Enshrining service rights for people with intellectual disabilities in legislation is a vital step in transforming the developmental services sector. However rights alone are not enough. People with disabilities must have appropriate tools to enable them to enforce those rights. In this section we describe a human rights-based approach to enforcement mechanisms in the developmental services sector. A human rights-based (“HRB”) approach provides a theoretical framework and practical guidance for establishing enforcement mechanisms in the developmental services sector. An HRB approach is predicated on the existence of rights, but goes beyond merely enshrining rights in legislation or policy. An HRB approach focuses on human rights principles and uses those principles to guide the development and implementation of systems, programs and mechanisms. This section begins with a discussion of the transformative potential that an HRB approach offers. Next we outline various legal sources for this approach, and conclude by proposing four principles of an HRB approach to developing enforcement mechanisms. 

 

A. Why a Human Rights-based Approach?

A human rights approach to disability is empowering. Unlike approaches that view disability as a form of individual pathology, a human rights approach views disability as “normal” variations in the human condition, and posits that disabling experiences exist when social and environmental conditions fail to include these inherent variations. An HRB approach insists that people with disabilities, like all others, are entitled to enjoy all human rights.

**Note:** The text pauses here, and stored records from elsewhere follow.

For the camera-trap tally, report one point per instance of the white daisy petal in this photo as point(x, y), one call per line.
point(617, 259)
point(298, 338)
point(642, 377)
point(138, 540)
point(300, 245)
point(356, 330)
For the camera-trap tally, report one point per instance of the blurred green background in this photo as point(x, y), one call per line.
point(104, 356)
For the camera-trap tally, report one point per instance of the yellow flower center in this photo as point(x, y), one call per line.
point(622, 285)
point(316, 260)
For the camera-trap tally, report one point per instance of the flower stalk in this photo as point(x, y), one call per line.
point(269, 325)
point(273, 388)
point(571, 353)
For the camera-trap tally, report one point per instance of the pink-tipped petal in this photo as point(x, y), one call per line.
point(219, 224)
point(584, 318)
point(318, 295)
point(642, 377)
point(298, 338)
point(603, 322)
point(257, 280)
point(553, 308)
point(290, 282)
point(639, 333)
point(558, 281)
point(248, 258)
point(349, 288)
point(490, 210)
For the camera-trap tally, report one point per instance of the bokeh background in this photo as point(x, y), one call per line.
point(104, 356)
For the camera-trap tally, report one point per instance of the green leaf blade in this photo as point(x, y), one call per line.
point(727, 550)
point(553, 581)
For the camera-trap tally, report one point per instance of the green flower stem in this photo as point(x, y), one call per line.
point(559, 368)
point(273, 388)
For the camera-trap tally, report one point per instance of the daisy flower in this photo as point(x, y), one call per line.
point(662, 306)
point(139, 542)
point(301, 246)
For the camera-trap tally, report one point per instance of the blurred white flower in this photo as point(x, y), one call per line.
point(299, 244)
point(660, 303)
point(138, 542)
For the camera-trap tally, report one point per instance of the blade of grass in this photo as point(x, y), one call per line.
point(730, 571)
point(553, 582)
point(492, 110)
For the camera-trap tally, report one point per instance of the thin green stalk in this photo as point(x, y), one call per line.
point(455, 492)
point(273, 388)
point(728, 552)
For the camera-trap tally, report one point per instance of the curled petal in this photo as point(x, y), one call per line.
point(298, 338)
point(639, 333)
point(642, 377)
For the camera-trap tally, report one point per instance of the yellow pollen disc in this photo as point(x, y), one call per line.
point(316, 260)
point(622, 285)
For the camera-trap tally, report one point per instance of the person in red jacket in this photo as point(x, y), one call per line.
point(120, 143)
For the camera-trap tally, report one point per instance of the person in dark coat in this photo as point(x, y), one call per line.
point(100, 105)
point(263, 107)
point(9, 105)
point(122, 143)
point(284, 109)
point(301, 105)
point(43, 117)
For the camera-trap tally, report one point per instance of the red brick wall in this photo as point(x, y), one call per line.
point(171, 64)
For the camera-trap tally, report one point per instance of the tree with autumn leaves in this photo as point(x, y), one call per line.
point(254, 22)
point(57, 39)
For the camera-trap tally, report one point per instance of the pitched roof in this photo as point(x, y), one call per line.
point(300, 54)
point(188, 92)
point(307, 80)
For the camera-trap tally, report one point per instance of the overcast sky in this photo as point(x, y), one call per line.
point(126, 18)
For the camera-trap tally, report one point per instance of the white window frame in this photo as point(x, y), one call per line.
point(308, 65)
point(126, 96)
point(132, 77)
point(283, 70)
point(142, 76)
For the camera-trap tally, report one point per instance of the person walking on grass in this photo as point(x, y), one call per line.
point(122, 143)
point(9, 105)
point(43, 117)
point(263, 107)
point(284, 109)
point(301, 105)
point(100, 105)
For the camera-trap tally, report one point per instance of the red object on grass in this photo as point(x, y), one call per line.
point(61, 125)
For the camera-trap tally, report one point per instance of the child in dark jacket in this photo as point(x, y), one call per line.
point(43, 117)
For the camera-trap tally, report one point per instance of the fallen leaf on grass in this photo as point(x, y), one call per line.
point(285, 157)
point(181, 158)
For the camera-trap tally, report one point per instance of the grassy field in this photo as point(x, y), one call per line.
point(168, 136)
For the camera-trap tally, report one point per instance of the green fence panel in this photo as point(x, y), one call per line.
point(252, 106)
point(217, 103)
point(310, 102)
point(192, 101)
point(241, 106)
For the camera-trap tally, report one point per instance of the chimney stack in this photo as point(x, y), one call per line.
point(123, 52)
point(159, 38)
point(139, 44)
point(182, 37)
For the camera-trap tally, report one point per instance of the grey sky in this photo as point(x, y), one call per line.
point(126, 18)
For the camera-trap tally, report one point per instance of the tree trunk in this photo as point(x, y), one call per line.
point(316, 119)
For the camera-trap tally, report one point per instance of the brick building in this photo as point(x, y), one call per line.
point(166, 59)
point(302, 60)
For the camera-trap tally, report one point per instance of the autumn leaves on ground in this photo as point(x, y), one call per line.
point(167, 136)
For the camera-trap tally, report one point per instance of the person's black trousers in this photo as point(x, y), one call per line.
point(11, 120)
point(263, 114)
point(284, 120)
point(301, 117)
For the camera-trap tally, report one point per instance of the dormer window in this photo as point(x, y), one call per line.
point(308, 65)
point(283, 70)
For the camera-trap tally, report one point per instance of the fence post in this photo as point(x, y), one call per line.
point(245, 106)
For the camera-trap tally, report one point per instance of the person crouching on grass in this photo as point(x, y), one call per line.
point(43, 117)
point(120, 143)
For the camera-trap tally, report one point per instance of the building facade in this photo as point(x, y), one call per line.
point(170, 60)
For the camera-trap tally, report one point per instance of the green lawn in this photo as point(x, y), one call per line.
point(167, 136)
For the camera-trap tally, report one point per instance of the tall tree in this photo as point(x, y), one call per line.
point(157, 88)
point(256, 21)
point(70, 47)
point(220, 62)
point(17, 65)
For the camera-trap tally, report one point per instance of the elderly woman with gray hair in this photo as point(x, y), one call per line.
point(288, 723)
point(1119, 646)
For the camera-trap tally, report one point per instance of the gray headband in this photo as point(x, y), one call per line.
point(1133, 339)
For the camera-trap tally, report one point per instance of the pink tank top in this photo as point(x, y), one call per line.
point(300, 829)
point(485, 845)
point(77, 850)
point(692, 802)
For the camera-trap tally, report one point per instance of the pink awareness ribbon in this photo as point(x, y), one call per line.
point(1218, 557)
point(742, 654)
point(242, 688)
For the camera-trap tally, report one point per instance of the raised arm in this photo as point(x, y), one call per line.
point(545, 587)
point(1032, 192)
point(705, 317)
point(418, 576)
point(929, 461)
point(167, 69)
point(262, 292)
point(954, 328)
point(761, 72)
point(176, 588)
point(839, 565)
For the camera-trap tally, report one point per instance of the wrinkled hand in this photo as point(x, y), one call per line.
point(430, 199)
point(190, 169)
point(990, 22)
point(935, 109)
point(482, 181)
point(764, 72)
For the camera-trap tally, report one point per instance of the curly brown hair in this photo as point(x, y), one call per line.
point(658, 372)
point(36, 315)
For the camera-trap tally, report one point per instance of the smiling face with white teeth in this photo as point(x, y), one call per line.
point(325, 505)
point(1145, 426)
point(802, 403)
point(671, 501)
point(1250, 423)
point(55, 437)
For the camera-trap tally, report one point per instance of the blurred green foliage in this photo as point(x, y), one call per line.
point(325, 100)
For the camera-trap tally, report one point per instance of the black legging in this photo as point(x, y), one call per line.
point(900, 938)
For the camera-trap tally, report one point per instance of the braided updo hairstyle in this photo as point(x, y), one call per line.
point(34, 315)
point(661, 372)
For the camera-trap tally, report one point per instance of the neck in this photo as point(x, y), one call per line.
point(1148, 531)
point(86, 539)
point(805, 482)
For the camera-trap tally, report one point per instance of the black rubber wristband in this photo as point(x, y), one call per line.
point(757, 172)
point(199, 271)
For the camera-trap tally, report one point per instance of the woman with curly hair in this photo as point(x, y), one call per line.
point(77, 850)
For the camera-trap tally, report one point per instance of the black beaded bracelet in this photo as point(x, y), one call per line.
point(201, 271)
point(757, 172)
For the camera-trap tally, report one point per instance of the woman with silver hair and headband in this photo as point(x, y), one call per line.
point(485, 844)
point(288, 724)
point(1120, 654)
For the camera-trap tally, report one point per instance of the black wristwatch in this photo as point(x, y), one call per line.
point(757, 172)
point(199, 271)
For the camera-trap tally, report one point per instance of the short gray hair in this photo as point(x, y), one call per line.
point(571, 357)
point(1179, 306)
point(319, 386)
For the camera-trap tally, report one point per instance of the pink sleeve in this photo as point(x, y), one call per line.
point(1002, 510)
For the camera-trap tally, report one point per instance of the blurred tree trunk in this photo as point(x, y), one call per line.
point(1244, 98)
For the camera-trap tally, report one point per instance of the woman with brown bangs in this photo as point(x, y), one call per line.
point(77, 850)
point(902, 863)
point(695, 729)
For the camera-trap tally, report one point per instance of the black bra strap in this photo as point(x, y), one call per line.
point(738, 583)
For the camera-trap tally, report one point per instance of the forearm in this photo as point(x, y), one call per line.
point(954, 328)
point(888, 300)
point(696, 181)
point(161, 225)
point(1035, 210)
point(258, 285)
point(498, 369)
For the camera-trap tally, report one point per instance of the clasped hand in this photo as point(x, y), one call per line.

As a result, governments must take measures to create inclusive societies in which people with disabilities are welcomed, accommodated, and enabled to live as full citizens.[66]

An HRB approach enables people with disabilities to conceive of themselves as rights-bearers, and positions them as active claimants of rights in relation to government and service providers. According to Christopher Jochnick:

The real potential of human rights lies in its ability to change the way people perceive themselves vis-à-vis the government and other actors. A rights framework provides a mechanism for reanalyzing and renaming ‘problems’ as ‘violations’, and, as such, something that need not and should not be tolerated.[67]

 

An HRB approach treats people not as passive recipients of goods and services but as active participants in services that affect their well-being. As participants in the developmental services sector, people with disabilities are entitled to voice their concerns and hold service providers accountable when their rights are not respected. Alicia Ely Yamin notes that:

…what a rights-based approach… uniquely adds…lies precisely in the definition of relationships between rights-holders and duty-bearers, which permits the creation of a framework for and mechanisms of accountability, including effective recourse in the event of violations.[68]

 

Adopting such an approach has significant implications, both philosophically and practically.[69] Philosophically, an HRB approach can address the history of segregation, abuse, discrimination and oppression that people with intellectual disabilities have suffered, in part, because they were seen as passive, in need of care, and in need of others to determine their best interests. As Thomas Pogge has stated, by adopting a human rights approach those who are disadvantaged will no longer be seen as “shrunken wretches begging for our help”, but rather as “persons with dignity who are claiming what is theirs by right.”[70] In a human rights framework fundamental rights and protections are provided without qualification or exception, on the basis of universal human dignity and entitlement to equality. It is this universal, non-judgmental aspect of an HRB approach that is particularly responsive to the historical segregation, social isolation and lack of self-determination that has characterized services for people with intellectual disabilities.[71]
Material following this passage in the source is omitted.